Inspired by a pentominoes game he had bought earlier, Alexey Pazhitnov creates Tetris on an Electronica 60 at the Moscow Academy of Science’s Computer Center. It is ported to the IBM PC by Vadim Gerasimov and starts spreading around Moscow. Pazhitnov gets a small degree of fame for his program.
The PC version makes its way to Budapest, Hungary, where it is ported to the Apple II and Commodore 64 by Hungarian programmers. These versions catch the eye of Robert Stein, president of the British software house Andromeda. He plans to get the rights to the PC version from Pazhitnov directly, and to get the other versions from the Hungarian programmers. Even before Stein gets in touch with Pazhitnov or the Academy, he sells all the rights to Tetris Online (except for arcade and handheld versions) to Mirrorsoft UK and its USA affiliate, Spectrum Holobyte, owned by Robert Maxwell’s Pergamon Foundation.
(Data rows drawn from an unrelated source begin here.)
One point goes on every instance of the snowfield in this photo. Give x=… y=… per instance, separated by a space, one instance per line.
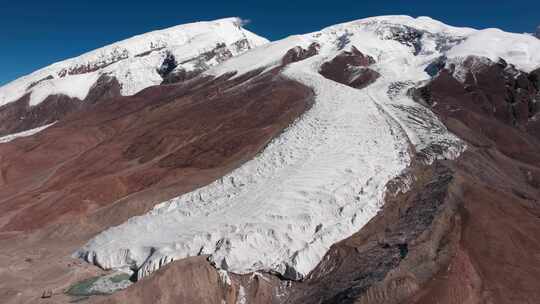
x=133 y=62
x=317 y=183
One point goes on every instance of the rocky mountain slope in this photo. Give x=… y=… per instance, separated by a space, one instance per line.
x=386 y=160
x=120 y=69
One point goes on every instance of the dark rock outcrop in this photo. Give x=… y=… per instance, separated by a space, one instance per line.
x=19 y=115
x=350 y=68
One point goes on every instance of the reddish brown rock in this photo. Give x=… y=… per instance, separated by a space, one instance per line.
x=350 y=68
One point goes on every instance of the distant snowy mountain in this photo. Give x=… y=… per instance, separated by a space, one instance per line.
x=356 y=164
x=138 y=62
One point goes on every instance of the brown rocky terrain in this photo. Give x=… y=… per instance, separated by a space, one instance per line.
x=99 y=166
x=467 y=231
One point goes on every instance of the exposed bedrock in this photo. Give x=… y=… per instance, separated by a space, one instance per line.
x=137 y=145
x=350 y=68
x=19 y=115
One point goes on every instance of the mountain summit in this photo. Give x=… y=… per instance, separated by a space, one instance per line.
x=389 y=159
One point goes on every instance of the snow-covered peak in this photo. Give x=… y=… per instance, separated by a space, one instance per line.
x=420 y=39
x=135 y=61
x=521 y=50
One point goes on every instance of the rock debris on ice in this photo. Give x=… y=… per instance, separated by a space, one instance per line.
x=324 y=177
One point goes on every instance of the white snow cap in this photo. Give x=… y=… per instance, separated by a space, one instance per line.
x=319 y=181
x=132 y=61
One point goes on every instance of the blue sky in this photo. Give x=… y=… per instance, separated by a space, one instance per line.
x=34 y=33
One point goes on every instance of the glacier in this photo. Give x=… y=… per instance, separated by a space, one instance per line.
x=318 y=182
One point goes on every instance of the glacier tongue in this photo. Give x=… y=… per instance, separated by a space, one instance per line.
x=317 y=183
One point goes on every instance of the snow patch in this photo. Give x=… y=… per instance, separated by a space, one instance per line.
x=10 y=137
x=132 y=61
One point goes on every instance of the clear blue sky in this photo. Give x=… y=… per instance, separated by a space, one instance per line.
x=35 y=33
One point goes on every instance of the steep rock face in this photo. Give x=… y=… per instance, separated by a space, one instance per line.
x=123 y=68
x=111 y=147
x=430 y=229
x=20 y=115
x=350 y=68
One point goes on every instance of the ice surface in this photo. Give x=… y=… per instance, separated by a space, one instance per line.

Stein wires a contract for the rights to Tetris to the Academy. Although Pazhitnov would later say that he did not mean to give a firm go-ahead to the deal, Stein goes ahead and flies to Moscow to sign the contract. He returns empty-handed; the Russians made up for their lack of knowledge of the video game world with obstinance. Stein makes a plan to essentially steal Tetris, to claim it was invented by the Hungarian programmers.